In light of this vulnerability, the researchers recommend that users ensure their Intel microcode is current and that AMD users apply the necessary kernel updates to protect against potential attacks. This announcement follows ETH Zürich’s earlier disclosures regarding new RowHammer attack techniques, particularly ZenHammer and SpyHammer, which leverage similar principles to undermine system security.

RowHammer attacks exploit vulnerabilities in DRAM to induce bit errors, which are sensitive to temperature variations. The researchers noted that an attacker could infer DRAM temperature with high accuracy, revealing insights about system utilization and, potentially, users’ habits within their homes. SpyHammer is particularly concerning as it can assess critical system temperatures without needing prior modifications or insider knowledge of the victim system.

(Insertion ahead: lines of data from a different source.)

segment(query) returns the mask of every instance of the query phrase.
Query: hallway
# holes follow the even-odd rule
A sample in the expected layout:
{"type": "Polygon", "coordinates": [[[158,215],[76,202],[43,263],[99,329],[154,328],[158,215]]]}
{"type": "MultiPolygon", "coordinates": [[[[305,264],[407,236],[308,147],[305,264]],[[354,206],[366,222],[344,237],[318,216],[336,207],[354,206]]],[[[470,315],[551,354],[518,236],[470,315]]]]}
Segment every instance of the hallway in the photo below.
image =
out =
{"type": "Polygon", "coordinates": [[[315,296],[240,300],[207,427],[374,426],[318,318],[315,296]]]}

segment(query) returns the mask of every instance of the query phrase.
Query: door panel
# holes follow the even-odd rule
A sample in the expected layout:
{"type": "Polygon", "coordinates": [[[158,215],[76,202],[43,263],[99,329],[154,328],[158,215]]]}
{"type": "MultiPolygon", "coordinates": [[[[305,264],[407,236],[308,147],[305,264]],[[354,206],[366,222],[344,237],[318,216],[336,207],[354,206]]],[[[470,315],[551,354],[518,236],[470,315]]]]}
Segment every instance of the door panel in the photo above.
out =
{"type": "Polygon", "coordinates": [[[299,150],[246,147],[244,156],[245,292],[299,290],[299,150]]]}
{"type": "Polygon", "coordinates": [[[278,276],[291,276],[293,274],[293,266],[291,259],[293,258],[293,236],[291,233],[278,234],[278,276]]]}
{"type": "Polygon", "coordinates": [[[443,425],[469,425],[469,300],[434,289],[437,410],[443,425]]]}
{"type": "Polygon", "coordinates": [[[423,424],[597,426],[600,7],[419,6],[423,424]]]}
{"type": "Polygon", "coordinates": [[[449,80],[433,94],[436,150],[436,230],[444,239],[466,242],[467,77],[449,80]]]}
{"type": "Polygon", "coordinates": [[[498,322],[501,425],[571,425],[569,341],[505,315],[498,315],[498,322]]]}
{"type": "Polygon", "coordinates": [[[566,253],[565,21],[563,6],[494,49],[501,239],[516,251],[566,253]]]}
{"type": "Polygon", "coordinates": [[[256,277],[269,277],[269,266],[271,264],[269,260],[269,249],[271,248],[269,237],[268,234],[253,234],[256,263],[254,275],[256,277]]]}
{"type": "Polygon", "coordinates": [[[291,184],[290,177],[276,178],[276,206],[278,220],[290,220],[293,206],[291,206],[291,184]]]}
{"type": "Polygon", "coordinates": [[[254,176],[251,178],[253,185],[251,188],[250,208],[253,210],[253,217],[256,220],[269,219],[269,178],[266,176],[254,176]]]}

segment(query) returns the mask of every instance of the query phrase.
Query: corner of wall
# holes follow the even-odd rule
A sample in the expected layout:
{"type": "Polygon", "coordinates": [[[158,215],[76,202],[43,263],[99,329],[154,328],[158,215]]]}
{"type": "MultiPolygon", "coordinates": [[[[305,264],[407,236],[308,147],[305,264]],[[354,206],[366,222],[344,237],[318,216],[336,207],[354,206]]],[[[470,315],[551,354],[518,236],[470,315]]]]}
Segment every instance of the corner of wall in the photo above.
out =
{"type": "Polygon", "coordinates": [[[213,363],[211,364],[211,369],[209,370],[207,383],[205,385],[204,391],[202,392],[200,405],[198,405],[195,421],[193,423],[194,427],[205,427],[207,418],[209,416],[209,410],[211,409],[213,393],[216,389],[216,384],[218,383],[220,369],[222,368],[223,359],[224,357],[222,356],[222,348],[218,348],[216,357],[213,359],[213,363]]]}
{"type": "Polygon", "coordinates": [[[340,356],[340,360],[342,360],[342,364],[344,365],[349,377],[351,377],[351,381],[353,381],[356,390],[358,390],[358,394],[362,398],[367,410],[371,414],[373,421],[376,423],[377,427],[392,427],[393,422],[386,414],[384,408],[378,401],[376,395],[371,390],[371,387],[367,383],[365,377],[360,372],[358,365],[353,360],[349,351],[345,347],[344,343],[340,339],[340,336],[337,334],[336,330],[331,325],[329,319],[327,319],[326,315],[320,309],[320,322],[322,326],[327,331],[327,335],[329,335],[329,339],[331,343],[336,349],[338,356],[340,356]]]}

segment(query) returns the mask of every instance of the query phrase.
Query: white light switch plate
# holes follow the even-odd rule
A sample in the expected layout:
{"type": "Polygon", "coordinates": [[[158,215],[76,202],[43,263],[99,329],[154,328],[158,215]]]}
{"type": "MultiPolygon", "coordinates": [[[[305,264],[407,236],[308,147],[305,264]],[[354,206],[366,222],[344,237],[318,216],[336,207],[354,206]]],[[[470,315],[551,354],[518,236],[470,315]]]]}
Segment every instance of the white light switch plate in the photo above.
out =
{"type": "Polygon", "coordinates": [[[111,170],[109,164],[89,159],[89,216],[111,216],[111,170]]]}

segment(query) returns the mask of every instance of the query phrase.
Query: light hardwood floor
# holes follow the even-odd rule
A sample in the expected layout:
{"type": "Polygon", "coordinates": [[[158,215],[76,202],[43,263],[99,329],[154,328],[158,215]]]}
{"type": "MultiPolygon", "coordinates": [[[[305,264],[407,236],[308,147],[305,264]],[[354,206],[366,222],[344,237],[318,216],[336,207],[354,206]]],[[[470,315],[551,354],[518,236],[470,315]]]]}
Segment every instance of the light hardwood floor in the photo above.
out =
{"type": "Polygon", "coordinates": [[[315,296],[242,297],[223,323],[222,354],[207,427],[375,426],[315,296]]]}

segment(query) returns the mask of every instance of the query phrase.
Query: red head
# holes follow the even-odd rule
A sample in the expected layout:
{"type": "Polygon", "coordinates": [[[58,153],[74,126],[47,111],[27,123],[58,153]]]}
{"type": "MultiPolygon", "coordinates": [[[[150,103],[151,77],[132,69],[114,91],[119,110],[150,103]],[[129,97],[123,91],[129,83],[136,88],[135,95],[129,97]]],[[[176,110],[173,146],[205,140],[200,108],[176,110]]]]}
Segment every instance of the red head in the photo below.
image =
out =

The implications of these findings underscore an ongoing challenge in combating speculative execution and RowHammer vulnerabilities in modern hardware. As technology advances and processors continue to scale, the risks associated with such security flaws are exacerbated, necessitating robust defenses against existing and emerging threats. Until such defenses are fully developed and implemented, these vulnerabilities pose significant risks to the privacy and security of computing systems.